Unfortunately, this solutions fails the test for a number of reasons:

  1. Sorting by revenue heavily favors large companies who produce blockbuster applications, such as Sega with Super Monkey Ball. Since they are well known, they can charge more and still sell a lot. This solution effectively squeezes out any small companies, or anyone with a niche application.

  2. This solution only helps the top 100 revenue earners. Everybody else is still screwed. A solution that only fixes the problem for a small fraction of the developers isn’t really a solution.

  3. Any ranking algorithm, no matter how complex, can be gamed. If an app is in the top 100, it makes an enormous amount of sales. That’s a lot of incentive to game the system.

  4. The solution not only doesn’t address the customer’s concerns, it serves to confuse the customer more. What customer asks how much revenue a product generates, when deciding on a product of any kind? It is possible they might ask what the best selling one is, with the thought that it’s popular because it’s good or at least safe.

    Since this solution hurts the user experience, it’s pretty much DOA. Apple isn’t going to change the App Store to make it more difficult to use, even if it does help a few developers.

I think the proponents of this solution want it because it sounds like a quick fix that will at least shake up the top 100, and maybe give them a chance to squeeze into it. While I can sympathize with the desire to get more exposure, this solution doesn’t actually fix the problem and only serves to make things worse for users. But before I talk about another solution, I want to talk about the problem of getting exposure for an application.

Fixing the wrong problem

So the deal is the App Store can’t actually fix all three of the problems I mentioned. Specifically, it can’t fix developers not getting enough exposure for their applications. I know that Apple said they’d take care of all the marketing of iPhone applications when the store launched, but it’s time to face the fact that they can’t and won’t. Apple won’t feature all apps on the front page, and even if they tried, they could only do each one for a short amount of time. It’s simply not enough to bring in a sustainable stream of customers.

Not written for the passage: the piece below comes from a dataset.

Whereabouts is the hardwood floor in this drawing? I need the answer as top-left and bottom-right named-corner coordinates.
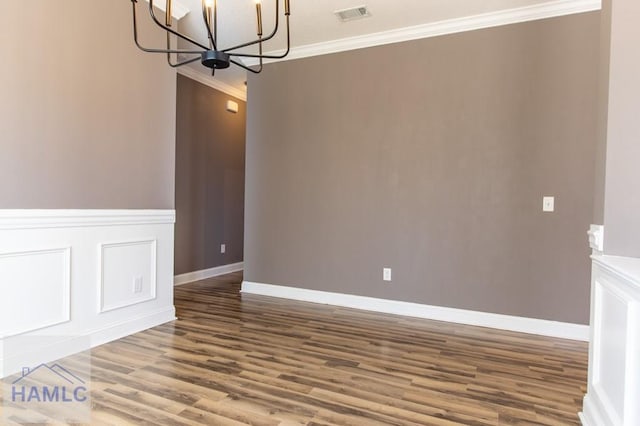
top-left (3, 273), bottom-right (587, 426)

This has parallels in the real world. A store, such as Target, may advertise products it sells, but only certain ones and only for a certain amount of time. The manufacturer also must do some advertising in order for people to become aware of the product and actually buy it. This is true for all products, including the $0.99 a pack chewing gum that’s next to the checkout lane (the real world’s version of the top 100 apps).

Developers are too wrapped up in getting on the top 100 as a means for getting exposure. Everybody wants their product next to the check out lane, but the reality is only a few cheap, impulse buy type of products will ever make it there. All the other products are going to be out in the store aisles, where customers will have to be looking for them to find them.

The bottom line is that finding customers for your application isn’t a technical problem, and a technical solution isn’t going to fix it. It is a marketing problem, and it requires marketing to fix it. Since developers can’t count on Apple doing the marketing, they need to do it themselves. I know that’s scary news to those of us who have only ever been engineers, but we need to acknowledge it and work through it.

Taking a test drive

Now that we’ve learned that getting exposure for an application isn’t a problem the App Store can fix, I want to focus on the remaining problems it can fix. Another solution that has been proposed is the now ubiquitous (on the desktop) try-before-you-buy model. The idea is simple: a potential customer can download an application for free and use it for a set amount of time, say 30 days. At the end of the 30 days, the potential customer can either buy it or it’s deleted from their phone.

This solution, while more complicated than the ranking solution, actually solves the problems:

  1. Because the customer gets to try out the application before buying it, they don’t have to worry about paying for a crummy application that doesn’t solve their problem.

  2. Since customers can try out more expensive apps without risk, they are more likely to buy the more expensive application, since they can figure out if it’s worth the price or not. This allows more expensive apps to survive in the App Store.

As an added bonus, the top 100 becomes more accurate because only the apps that users actually think are worth something increase in rank, instead of apps that had the best screenshots or descriptions.

The thing to remember is that the App Store is still young and still maturing. While it is different from other markets, it’s not that different from the desktop market or the other mobile markets. People still want to try out applications before they buy them, and developers still need market their products if they want someone other than their mother to know about them.